Rapids put in at New River Gorge on Sept. 28, 2025. Photo by P. Nick Curran/100 Days in Appalachia.

While some projects may be delayed, New River Gorge Chief of Interpretation Eve West says more changes may be coming to make up for the funding difference. “Right now, the park is totally free,” West said. “It may not always be that way.” West said when National Parks do charge fees, 80% of revenue goes directly to the local park, while 20% goes into a national general fund. 

Outdoors enthusiasts who spoke to 100 Days also pointed to how few fees West Virginia charged, even for non-residents, as compared to regional National and state parks and amenities. Harper’s Ferry National Park charges for an entry pass. West Virginia does not charge entry fees for its state parks — including popular state parks around the New River Gorge like Babcock State Park and Summersville Lake State Park. In 2017, then-Gov. Jim Justice, who made tourism promotion a centerpiece of his administration, canceled a pilot program to begin charging at some parks.
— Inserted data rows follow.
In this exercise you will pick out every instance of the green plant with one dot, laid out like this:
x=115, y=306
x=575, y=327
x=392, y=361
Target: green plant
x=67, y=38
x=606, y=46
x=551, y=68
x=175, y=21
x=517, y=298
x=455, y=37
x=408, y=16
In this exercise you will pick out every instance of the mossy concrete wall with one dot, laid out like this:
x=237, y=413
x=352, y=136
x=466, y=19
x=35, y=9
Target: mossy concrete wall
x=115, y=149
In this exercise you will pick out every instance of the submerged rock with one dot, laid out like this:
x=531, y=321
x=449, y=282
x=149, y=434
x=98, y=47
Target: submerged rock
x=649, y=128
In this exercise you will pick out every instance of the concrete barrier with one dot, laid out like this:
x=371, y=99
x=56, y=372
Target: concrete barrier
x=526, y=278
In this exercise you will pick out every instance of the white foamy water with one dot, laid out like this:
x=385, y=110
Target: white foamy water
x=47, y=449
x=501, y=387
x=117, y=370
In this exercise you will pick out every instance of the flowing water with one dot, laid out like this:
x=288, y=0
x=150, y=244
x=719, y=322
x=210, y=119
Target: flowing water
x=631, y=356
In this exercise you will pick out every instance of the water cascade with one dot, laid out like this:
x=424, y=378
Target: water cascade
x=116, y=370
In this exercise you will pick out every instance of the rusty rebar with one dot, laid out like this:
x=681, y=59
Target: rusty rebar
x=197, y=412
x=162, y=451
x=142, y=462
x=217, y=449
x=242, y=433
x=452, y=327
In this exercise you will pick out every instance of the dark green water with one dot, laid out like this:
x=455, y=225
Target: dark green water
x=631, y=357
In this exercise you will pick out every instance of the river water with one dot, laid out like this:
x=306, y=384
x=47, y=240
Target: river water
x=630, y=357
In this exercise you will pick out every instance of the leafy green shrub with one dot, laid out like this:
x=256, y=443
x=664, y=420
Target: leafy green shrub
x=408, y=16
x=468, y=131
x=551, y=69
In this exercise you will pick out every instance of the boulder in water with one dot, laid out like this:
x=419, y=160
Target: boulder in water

Those who spoke to 100 Days said they would be willing to pay a fee to access the high-quality amenities around New River Gorge uniquely accessible from population hubs around the East Coast, especially if there was an exception for West Virginia residents.

SALS board chair Joe Webb, who works on community projects from summer housing improvements to job training to Medicaid education, said he’s seen a shift in recent years. He noted the uptick in visitors moving to the area for recreation, highlighting changes like Adventures on the Gorge’s transition from a local business to an acquisition by a multinational company last year. While Webb doesn’t want tourism to stop, he’s cautious about a growing cultural divide, especially with the coalfields’ history of economic extraction.

“It’s just leveraging the folks that come here and not giving them so good of a deal, give them a deal that’s mutually beneficial,” Webb said.